Here's something to ponder: if the industry gets 20% and Seqouia gets 22% of
their investments to a liquidity event, Seqouia is doing fantastically well.
10% better!

But: how much does a 2% difference in likelihood affect the value of the stock
for employees?

Feel free to plug in Sequoia's actual numbers. I think you will find that they
do not underpay as much as you may suppose.

It would basically be a cheap way of getting in on their fund, assuming the
premium wasn't huge.

I would love to get in on their fund as well.

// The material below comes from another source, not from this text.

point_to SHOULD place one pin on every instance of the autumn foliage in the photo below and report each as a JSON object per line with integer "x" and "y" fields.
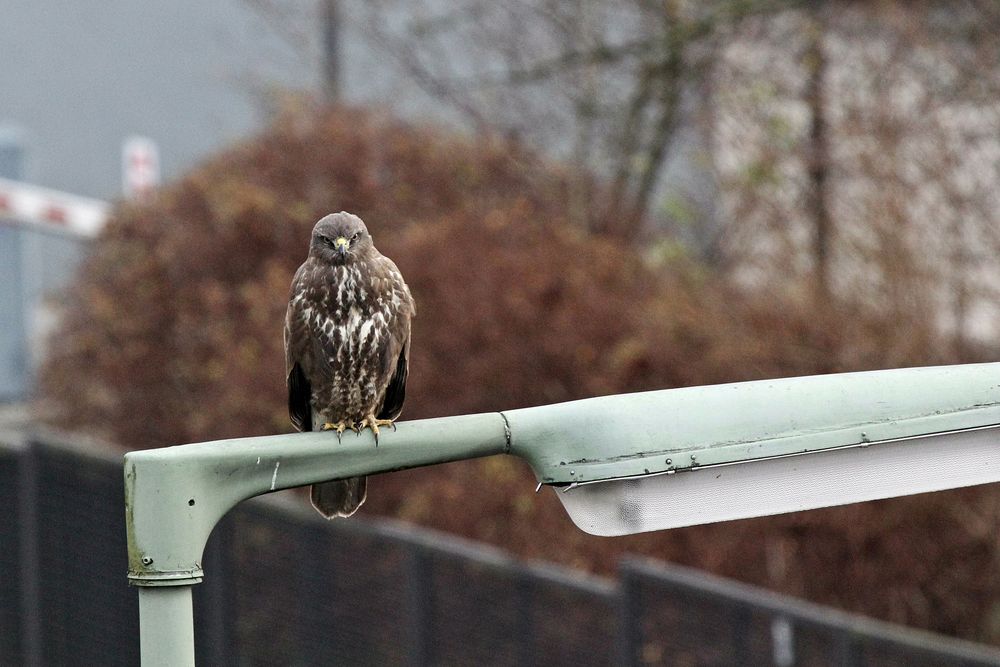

But my post wasn't about
investing, it was about valuing stock options so you could understand what
they are worth on a risk-adjusted basis.

What's the difference?

Remember, when you invest alongside them you get all sorts of extra rights
like double dips, convertible shares, preferred, and a zillion other ways to
get money in situations at the expense of founders.

This is why it is very important not to assume that just because a name brand
VC invests in a company that employee options or founder shares are somehow
worth as much as you might pay for those same shares if you are the same VC.

If anything, employee options are worth much, much less, because VCs can get
some of their money back if there is a modest wind-up or merger, whereas
employees only cash out if there is a major event.

------
far33d
I think paul bucheit's post <http://paulbuchheit.blogspot.com/2007/03/equity-
math-for-startups.html> is a much more clear explaination of the same
concepts.